The slim, dark-haired woman strode into the coffee shop and threw her arms around my friends and me. Though we’d gained weight and had gray hair, she called us by name: Edith, Donna, Karen, Bev, Gaylene, and Berniece. We six Mennonite women had come to Halstead, Kansas, to meet four of our former classmates who we had gone to music, gym, lunch, and library together with at Halstead Public School. That was over 50 years ago. Still, we connected.
One of our former classmates had lost her husband in 2023. Another’s grandson passed away only a short while before we met. A third cried because her sister’s cancer has metastasized. Sobriety replaced the foolishness of childhood as each of us recounted life’s journey in the years since we’d walked across the gym floor to “Pomp and Circumstance” at eighth grade graduation.
Skip forward to today’s worship at Sugar Hill Mennonite Mission in the heart of Harlem. I can confidently say that nowhere in the conference did such a diverse group meet to worship. (Ghana, Germany, Nepal, Nigeria, Maine, Michigan . . .) The pure Light of Heaven shone in the chapel as truth was preached and eager hearts drank from the well of living water.
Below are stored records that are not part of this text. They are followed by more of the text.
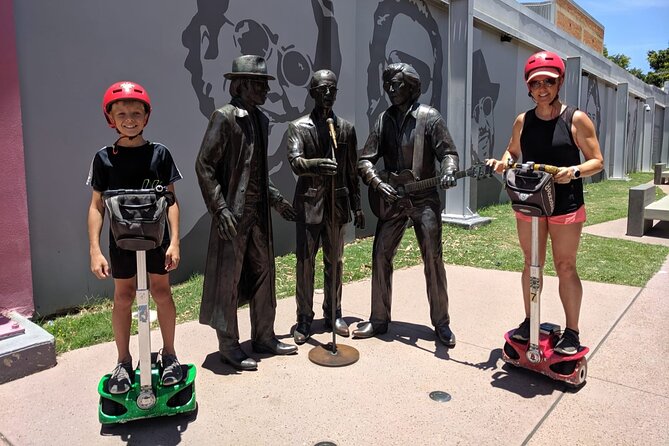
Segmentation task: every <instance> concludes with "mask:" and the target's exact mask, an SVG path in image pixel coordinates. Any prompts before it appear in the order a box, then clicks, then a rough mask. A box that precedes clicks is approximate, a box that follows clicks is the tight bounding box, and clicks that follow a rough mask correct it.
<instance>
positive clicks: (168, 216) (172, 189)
mask: <svg viewBox="0 0 669 446" xmlns="http://www.w3.org/2000/svg"><path fill="white" fill-rule="evenodd" d="M167 190H168V191H170V192H172V193H173V194H174V204H173V205H172V206H170V207H168V208H167V221H168V223H169V224H170V246H169V247H168V248H167V251H166V252H165V271H172V270H175V269H177V267H178V266H179V261H180V260H181V256H180V253H179V200H177V195H176V193H175V191H174V184H170V185H169V186H167Z"/></svg>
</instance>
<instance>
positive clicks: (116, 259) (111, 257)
mask: <svg viewBox="0 0 669 446" xmlns="http://www.w3.org/2000/svg"><path fill="white" fill-rule="evenodd" d="M168 246H169V244H165V243H163V245H162V246H159V247H157V248H155V249H152V250H150V251H146V271H147V272H148V273H151V274H161V275H162V274H167V271H166V270H165V252H166V251H167V247H168ZM109 259H110V261H111V270H112V277H113V278H114V279H131V278H133V277H135V276H136V275H137V253H136V252H135V251H128V250H127V249H121V248H119V247H118V246H117V245H116V242H115V241H114V239H113V237H111V235H110V242H109Z"/></svg>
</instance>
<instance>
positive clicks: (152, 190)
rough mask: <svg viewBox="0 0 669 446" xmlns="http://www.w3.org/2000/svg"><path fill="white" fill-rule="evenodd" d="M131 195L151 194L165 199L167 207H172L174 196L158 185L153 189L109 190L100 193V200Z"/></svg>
mask: <svg viewBox="0 0 669 446" xmlns="http://www.w3.org/2000/svg"><path fill="white" fill-rule="evenodd" d="M132 194H153V195H155V196H157V197H166V198H167V205H168V206H172V205H173V204H174V201H175V200H174V194H173V193H172V192H170V191H169V190H168V189H167V187H165V186H161V185H158V186H156V187H155V188H153V189H109V190H106V191H104V192H102V198H103V199H107V198H110V197H116V196H118V195H132Z"/></svg>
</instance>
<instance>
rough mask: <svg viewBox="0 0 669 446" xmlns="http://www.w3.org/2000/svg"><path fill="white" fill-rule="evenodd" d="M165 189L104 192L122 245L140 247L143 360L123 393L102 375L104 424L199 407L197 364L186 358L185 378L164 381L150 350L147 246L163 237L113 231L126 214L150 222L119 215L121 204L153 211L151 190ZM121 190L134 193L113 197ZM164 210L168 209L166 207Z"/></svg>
mask: <svg viewBox="0 0 669 446" xmlns="http://www.w3.org/2000/svg"><path fill="white" fill-rule="evenodd" d="M164 192H165V191H164V189H162V188H161V189H160V190H158V188H156V190H132V191H131V190H119V191H108V192H106V193H105V198H106V200H105V201H106V202H105V204H106V205H107V207H108V209H109V211H110V212H109V216H110V220H111V224H112V232H114V237H115V239H116V241H117V244H118V245H119V246H120V247H122V248H124V249H131V250H133V251H136V255H137V315H138V331H139V335H138V341H139V342H138V344H139V364H138V366H137V369H136V370H134V373H133V376H131V381H132V383H133V384H132V386H131V388H130V390H129V391H128V392H127V393H124V394H121V395H113V394H111V393H109V385H108V383H109V378H111V374H107V375H104V376H103V377H102V379H101V380H100V383H99V384H98V393H99V394H100V402H99V404H98V416H99V419H100V423H102V424H115V423H125V422H128V421H132V420H138V419H142V418H153V417H162V416H170V415H176V414H180V413H188V412H193V411H195V409H197V402H196V401H195V375H196V369H195V366H194V365H193V364H185V365H184V364H182V365H181V370H182V372H183V379H182V380H181V381H180V382H179V383H177V384H175V385H173V386H163V385H162V384H161V383H160V376H161V374H162V365H161V364H160V363H159V362H157V361H155V360H152V359H155V358H157V355H155V356H154V355H152V353H151V321H150V311H149V290H148V288H147V275H146V250H148V249H152V248H154V247H156V246H159V243H156V242H155V240H154V241H151V242H149V241H148V240H147V239H146V238H143V237H139V236H136V235H133V234H131V237H129V238H126V239H125V240H121V239H120V237H119V234H118V233H120V231H121V230H118V231H117V232H118V233H117V232H115V231H114V229H118V228H117V226H119V222H118V221H116V222H115V221H114V219H119V220H120V219H124V220H123V221H121V222H120V223H121V224H124V223H128V226H129V227H131V229H133V230H135V229H136V228H137V226H138V225H137V224H136V223H139V224H140V225H144V226H146V225H147V224H148V223H147V220H149V219H148V218H146V217H144V218H140V219H139V220H138V221H133V220H132V219H127V218H126V217H127V216H124V215H121V214H122V212H123V206H127V207H128V208H129V209H130V211H131V212H130V215H131V216H132V218H137V214H138V209H139V210H140V211H143V210H144V209H148V211H147V212H153V208H151V205H153V204H154V203H153V202H152V200H151V199H150V198H149V199H147V198H146V196H147V195H151V194H153V195H154V196H155V197H160V196H162V195H164ZM121 195H123V196H124V197H122V198H125V197H127V196H131V197H130V199H127V200H128V202H127V204H126V202H123V201H120V202H119V201H117V202H112V200H113V199H114V198H113V197H119V196H121ZM110 197H111V199H110ZM142 199H143V200H146V201H148V202H149V204H146V203H140V204H137V203H136V202H137V201H138V200H142ZM133 200H134V201H133ZM153 201H155V200H153ZM119 209H120V211H119ZM163 211H166V209H163ZM158 213H161V212H158ZM162 213H163V215H164V213H166V212H162ZM152 215H155V214H152ZM140 217H141V216H140ZM163 218H164V217H163ZM163 221H164V220H163ZM131 223H132V225H131ZM115 225H116V226H115ZM121 229H122V228H121ZM143 230H144V233H147V232H148V230H147V229H143ZM162 231H163V229H162V228H160V227H159V228H158V229H157V230H156V232H157V233H158V234H160V235H161V236H162ZM123 244H125V247H124V246H122V245H123ZM152 357H153V358H152ZM144 364H150V367H149V368H146V369H143V368H142V365H144Z"/></svg>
Some of us sat in the backyard of the mission after lunch and listened to the cry of a seeking soul. The young woman with us softly prayed at one point when she wanted to explain what was happening in her life.
This past week I gathered with people from my childhood. Today, I met with these people of my present life in NYC. Yesterday, I had the opportunity to be touched by and to touch the lives of a multitude of customers. Each person placed in my life by God’s providence for such a time as this (Esther 4:14). Berniece
P.s. Edith Koehn Jesser, Donna Dyck Wedel, Bev Johnson Base, Karen Koehn, Gaylene Smith Koehn, and myself along with our husbands had an Airbnb in Newton, Kansas, for three nights. We six girls who went to grade school together live in six different states.